Les défenses extérieures de la ville tombèrent instantanément.
Sur le secteur est, le corps monté du désert buta sur la colline de Tell es-Saba, à six kilomètres à l'est de Beersheba.  Solidement défendue, la colline ne fut prise que vers 15H00.
Au sud, 3 régiments de cavalerie légère australienne (1.600 hommes) percèrent les défenses turques et pénétrèrent dans la ville à la tombée de la nuit (18H00).
Allenby s'était emparé de Beersheba, de son système de distribution d'eau, de 1.200 prisonniers turcs et de 14 canons.
 
 
 
L'exploitation de la victoire
 
 
Maître de Beersheba, Allenby envisagea la destruction de toute l'aile gauche turque.  Accordant un répis à ses hommes, il ordonna une attaque à l'autre extrêmité de la ligne de défense ottomane, dans le secteur de Gaza, dans la nuit du 1er au 2 novembre.  Les Britanniques y prirent 550 prisonniers, 3 canons et 30 mitrailleuses mais perdirent 2.500 tués, blessés et disparus (ce qui tend à prouver le désastre qu'aurait subi Allenby en choisissant Gaza comme objectif principal).
 
Allenby reprit l'offensive dans le secteur de Beersheba le 6 novembre.  Le 10, le front turc fut percé.
Ne pouvant s'éloigner de son approvisionnement en eau, le général britannique repoussa néanmoins les renforts ottomans envoyés dans le secteur.
 
En proie à une double attaque, privés de sources d'approvisionnement en eau, les Turcs se résolurent à la retraite.
Le 7 novembre, les Britanniques pénétrèrent dans la ville abandonnée de Gaza qui avait résisté à tous les assauts huit mois durant.

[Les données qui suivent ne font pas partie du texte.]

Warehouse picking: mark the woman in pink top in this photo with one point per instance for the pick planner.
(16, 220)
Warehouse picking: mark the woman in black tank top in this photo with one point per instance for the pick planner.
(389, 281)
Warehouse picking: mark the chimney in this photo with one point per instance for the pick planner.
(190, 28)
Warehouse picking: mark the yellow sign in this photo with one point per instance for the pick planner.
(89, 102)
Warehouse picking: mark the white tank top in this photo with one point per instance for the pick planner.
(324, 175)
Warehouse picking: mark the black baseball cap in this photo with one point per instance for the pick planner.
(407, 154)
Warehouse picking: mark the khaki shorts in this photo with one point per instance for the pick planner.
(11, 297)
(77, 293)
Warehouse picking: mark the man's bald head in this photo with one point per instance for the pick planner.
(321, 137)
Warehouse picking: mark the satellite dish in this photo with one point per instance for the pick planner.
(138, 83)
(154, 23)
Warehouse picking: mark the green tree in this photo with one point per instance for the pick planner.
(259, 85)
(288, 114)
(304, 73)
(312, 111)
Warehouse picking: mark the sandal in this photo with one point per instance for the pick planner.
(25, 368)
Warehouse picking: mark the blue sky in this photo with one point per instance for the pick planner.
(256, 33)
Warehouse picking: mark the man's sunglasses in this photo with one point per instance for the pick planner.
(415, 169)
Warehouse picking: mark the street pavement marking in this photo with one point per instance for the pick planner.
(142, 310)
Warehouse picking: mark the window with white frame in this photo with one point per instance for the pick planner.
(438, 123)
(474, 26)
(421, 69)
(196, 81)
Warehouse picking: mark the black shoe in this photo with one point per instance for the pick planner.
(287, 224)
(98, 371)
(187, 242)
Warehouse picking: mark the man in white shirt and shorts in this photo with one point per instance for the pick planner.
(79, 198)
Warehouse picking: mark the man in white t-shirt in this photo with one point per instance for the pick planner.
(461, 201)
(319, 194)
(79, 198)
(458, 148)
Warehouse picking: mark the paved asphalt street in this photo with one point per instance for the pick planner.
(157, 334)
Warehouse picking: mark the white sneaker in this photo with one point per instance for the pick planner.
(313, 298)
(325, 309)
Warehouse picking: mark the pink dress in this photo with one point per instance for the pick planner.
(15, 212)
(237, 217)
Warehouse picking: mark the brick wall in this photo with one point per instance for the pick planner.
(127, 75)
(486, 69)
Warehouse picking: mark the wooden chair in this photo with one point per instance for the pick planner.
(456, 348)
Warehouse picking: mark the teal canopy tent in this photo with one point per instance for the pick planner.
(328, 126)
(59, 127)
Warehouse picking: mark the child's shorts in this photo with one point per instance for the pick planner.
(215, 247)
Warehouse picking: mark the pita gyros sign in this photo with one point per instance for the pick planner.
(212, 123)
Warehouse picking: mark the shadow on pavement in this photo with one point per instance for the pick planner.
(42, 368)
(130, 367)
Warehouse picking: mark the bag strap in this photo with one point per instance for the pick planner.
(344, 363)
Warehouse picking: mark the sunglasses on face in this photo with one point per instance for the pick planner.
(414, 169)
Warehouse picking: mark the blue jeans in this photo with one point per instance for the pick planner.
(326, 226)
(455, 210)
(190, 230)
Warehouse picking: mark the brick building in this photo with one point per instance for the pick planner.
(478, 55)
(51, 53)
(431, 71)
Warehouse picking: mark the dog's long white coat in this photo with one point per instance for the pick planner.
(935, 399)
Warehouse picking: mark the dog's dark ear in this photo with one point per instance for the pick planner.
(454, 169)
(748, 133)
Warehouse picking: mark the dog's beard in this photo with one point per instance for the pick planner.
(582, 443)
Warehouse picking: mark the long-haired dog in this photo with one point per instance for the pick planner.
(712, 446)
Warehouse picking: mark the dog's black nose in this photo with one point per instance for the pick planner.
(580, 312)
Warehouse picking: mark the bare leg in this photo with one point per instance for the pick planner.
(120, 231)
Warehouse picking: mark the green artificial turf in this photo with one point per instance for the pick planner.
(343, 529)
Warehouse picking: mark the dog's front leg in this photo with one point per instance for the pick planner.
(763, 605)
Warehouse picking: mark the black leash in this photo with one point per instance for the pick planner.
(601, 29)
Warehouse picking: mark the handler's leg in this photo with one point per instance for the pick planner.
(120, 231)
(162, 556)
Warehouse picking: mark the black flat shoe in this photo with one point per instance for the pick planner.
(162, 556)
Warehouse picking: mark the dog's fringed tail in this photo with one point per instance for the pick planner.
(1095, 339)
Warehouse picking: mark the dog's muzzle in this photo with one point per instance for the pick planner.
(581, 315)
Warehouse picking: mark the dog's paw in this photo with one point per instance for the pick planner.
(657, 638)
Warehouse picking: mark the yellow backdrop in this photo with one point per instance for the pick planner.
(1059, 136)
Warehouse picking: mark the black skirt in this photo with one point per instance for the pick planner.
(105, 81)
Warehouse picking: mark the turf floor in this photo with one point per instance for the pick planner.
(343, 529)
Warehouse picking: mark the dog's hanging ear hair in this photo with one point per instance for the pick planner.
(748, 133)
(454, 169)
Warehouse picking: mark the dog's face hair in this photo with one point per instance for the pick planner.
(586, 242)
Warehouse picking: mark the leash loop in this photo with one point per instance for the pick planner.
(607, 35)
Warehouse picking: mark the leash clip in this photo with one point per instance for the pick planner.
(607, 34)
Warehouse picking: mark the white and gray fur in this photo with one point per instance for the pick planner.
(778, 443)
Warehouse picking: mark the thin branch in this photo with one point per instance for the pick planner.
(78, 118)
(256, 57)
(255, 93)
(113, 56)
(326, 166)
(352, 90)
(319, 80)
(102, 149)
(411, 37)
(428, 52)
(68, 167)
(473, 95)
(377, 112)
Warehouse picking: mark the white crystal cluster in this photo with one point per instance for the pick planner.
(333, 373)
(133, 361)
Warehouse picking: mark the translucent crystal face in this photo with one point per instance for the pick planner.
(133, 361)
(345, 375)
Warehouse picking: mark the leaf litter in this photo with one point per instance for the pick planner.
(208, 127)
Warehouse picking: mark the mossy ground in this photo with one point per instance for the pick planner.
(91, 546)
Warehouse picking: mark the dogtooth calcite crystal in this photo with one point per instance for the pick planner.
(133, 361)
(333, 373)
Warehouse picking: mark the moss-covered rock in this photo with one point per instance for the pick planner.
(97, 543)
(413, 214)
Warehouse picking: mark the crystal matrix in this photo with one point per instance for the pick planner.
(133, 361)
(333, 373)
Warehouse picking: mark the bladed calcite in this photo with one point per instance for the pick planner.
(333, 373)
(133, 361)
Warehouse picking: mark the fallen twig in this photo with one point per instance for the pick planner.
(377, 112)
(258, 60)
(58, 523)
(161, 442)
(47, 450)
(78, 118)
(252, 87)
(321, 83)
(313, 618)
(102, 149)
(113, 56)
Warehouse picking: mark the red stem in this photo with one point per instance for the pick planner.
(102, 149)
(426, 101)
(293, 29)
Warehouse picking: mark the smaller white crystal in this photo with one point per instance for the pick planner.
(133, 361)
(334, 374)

La poursuite des Turcs en retraite se déroula sur 80 kilomètres, rapportant à Allenby la ville de Jaffa, 10.000 prisonniers ottomans et plus de 100 canons.
Allenby parvint à séparer les restes de deux armées turques d'une trentaine de kilomètres et de s'emparer de Naplouse.  La chute de cette ville amena l'abandon de Jérusalem par les Ottomans.  La cité tomba le 9 décembre 1917, ce qui provoqua un grand retentissement dans le monde mais ne mit nullement un terme au conflit au Proche-Orient.
Il n'empêche que les Britanniques étaient désormais en position de force pour conquérir la Mésopotamie et le reste de la Palestine avec sa ville majeure, Damas.
 
 
 
Les raisons du succès
 
 
La grande victoire britannique en Palestine, exclusivement due au général Allenby, fut causée par quatre facteurs cruciaux :
- une soigneuse préparation de l'assaut contre Beersheba,
- l'utilisation fructueuse d'artifices visant à tromper l'ennemi sur les intentions réelles des Britanniques,
- la résolution du problème d'approvisionnement en eau dans le désert,
- l'habileté tactique et stratégique d'Allenby qui assura une prise aussi rapide que décisive de Beersheba.